Approximability Distance in the Space of H-Colourability Problems
A graph homomorphism is a vertex map which carries edges from a source graph to edges in a target graph. We study the approximability properties of the Weighted Maximum H-Colourable Subgraph problem (MAX H-COL). The instances of this problem are edge-weighted graphs G and the objective is to find a subgraph of G that has maximal total edge weight, under the condition that the subgraph has a homomorphism to H; note that for H=K_k this problem is equivalent to MAX k-CUT. To this end, we introduce a metric structure on the space of graphs which allows us to extend previously known approximability results to larger classes of graphs. Specifically, the approximation algorithms for MAX CUT by Goemans and Williamson and MAX k-CUT by Frieze and Jerrum can be used to yield non-trivial approximation results for MAX H-COL. For a variety of graphs, we show near-optimality results under the Unique Games Conjecture. We also use our method for comparing the performance of Frieze & Jerrum’s algorithm with Hastad’s approximation algorithm for general MAX 2-CSP. This comparison is, in most cases, favourable to Frieze & Jerrum.
💡 Research Summary
The paper investigates the approximability of the Weighted Maximum H‑Colourable Subgraph problem (MAX H‑COL), a generalization of MAX k‑CUT where the target graph H can be any undirected simple graph. The authors introduce a novel metric d on the space of graphs modulo homomorphic equivalence (denoted G≡). For two graphs M and N, they define s(M,N) as the infimum over all weighted host graphs (G,w) of the ratio mc_M(G,w)/mc_N(G,w), where mc_X(G,w) denotes the optimal weight of an X‑colourable subgraph of G. The distance is then d(M,N)=1−s(M,N)·s(N,M). They prove that d is a genuine metric: it is non‑negative, symmetric, satisfies the triangle inequality, and d(M,N)=0 iff M and N are homomorphically equivalent. Moreover, for edge‑transitive graphs N, s(M,N) simplifies to mc_M(N,1/e(N)), linking d(K₂,H) directly to the bipartite density b(H)=1−d(K₂,H).

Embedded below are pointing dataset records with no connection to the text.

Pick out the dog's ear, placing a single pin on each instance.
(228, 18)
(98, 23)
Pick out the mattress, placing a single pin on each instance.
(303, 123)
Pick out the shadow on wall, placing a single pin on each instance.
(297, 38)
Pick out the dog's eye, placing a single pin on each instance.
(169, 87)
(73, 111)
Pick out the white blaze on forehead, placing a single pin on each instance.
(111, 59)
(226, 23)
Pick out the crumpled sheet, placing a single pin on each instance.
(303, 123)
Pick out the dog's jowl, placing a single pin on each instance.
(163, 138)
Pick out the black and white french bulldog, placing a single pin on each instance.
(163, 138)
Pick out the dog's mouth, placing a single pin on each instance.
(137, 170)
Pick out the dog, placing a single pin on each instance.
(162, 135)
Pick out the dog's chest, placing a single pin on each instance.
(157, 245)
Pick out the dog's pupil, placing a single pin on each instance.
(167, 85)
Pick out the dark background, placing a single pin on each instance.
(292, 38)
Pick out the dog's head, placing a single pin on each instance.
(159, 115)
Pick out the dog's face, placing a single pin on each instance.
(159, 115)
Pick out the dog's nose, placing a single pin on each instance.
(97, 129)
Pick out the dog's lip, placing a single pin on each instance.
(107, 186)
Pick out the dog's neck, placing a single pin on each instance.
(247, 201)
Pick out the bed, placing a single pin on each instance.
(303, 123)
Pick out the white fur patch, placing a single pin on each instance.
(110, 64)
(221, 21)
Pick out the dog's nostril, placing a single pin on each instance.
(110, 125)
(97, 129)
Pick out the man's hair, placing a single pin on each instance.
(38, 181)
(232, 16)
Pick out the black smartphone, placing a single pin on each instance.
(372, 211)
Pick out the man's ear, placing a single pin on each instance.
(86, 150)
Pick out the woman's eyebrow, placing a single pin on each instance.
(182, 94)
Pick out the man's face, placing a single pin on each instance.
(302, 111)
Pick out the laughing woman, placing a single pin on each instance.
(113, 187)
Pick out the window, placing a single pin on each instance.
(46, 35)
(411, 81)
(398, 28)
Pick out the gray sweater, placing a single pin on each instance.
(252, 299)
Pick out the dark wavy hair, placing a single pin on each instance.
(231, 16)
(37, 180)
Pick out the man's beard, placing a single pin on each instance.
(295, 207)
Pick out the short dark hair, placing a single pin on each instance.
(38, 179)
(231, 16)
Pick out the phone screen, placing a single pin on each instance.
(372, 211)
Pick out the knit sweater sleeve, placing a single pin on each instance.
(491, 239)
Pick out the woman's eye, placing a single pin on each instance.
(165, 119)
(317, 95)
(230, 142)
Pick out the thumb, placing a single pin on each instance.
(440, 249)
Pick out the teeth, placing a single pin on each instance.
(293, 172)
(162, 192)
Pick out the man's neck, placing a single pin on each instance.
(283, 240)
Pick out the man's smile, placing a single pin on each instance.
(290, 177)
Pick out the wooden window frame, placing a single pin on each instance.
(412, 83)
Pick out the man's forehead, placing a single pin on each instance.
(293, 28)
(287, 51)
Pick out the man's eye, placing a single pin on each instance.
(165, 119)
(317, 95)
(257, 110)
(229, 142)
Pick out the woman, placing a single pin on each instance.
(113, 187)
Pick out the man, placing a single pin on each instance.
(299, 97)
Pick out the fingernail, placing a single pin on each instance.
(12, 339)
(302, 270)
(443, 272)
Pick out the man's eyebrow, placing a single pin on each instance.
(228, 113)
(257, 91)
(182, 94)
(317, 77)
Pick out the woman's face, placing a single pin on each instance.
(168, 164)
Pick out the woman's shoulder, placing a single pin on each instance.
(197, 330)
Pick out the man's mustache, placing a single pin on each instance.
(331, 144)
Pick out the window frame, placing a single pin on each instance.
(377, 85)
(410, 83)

A central technical contribution is Lemma 5, which shows how approximation ratios transfer across the metric: if MAX M‑COL can be approximated within factor α, then MAX N‑COL can be approximated within (1−d(M,N))·α; conversely, hardness of approximation for MAX K‑COL yields hardness for MAX N‑COL scaled by 1/(1−d(N,K)). This “distance‑based reduction” allows the authors to import known approximation algorithms for MAX CUT (Goemans–Williamson) and MAX k‑CUT (Frieze–Jerrum) to a wide variety of H‑colourability problems.
The paper provides concrete applications. By applying the Goemans–Williamson SDP algorithm to MAX C₁₁‑COL they obtain a 0.79869‑approximation, and by using Frieze–Jerrum’s SDP for MAX k‑CUT they derive approximation guarantees for any H with small d(K_k,H). For edge‑transitive H, the metric reduces to the bipartite density, so the approximation factor equals the known bound for MAX CUT multiplied by (1−d(K₂,H)). The authors also show how to compute d(M,N) via a linear program that exploits the automorphism group of N; when N is edge‑transitive the LP collapses to a single variable.
A substantial portion of the work is devoted to analyzing specific graph families. For dense graphs (including random G(n,p) with constant p) the distance to K₂ is tiny, yielding approximation ratios arbitrarily close to 1. For graphs with large girth or small minimum cycle length, the distance can be bounded using known extremal results, leading to explicit approximation guarantees. The authors prove that for many of these families the obtained ratios are essentially optimal under the Unique Games Conjecture (UGC). In particular, they demonstrate that no polynomial‑time algorithm can beat the derived ratios unless UGC fails.
Finally, the paper compares the performance of Frieze–Jerrum’s algorithm with Håstad’s general MAX 2‑CSP SDP algorithm. Using the metric framework, they show that for most H the Frieze–Jerrum approach yields a strictly better approximation factor, confirming the practical superiority of the former in the context of H‑colourability.
In summary, the authors present a unifying metric‑based methodology that translates approximation results and hardness bounds across the landscape of H‑colourability problems. The metric d captures how “close” a target graph H is to a well‑understood benchmark (such as K₂ or K_k), and this closeness directly determines both achievable approximation ratios and conditional hardness. The work not only extends existing algorithms to a broader class of problems but also provides a systematic tool for evaluating the approximability of any new H‑colourability instance, with near‑optimal guarantees under standard complexity assumptions.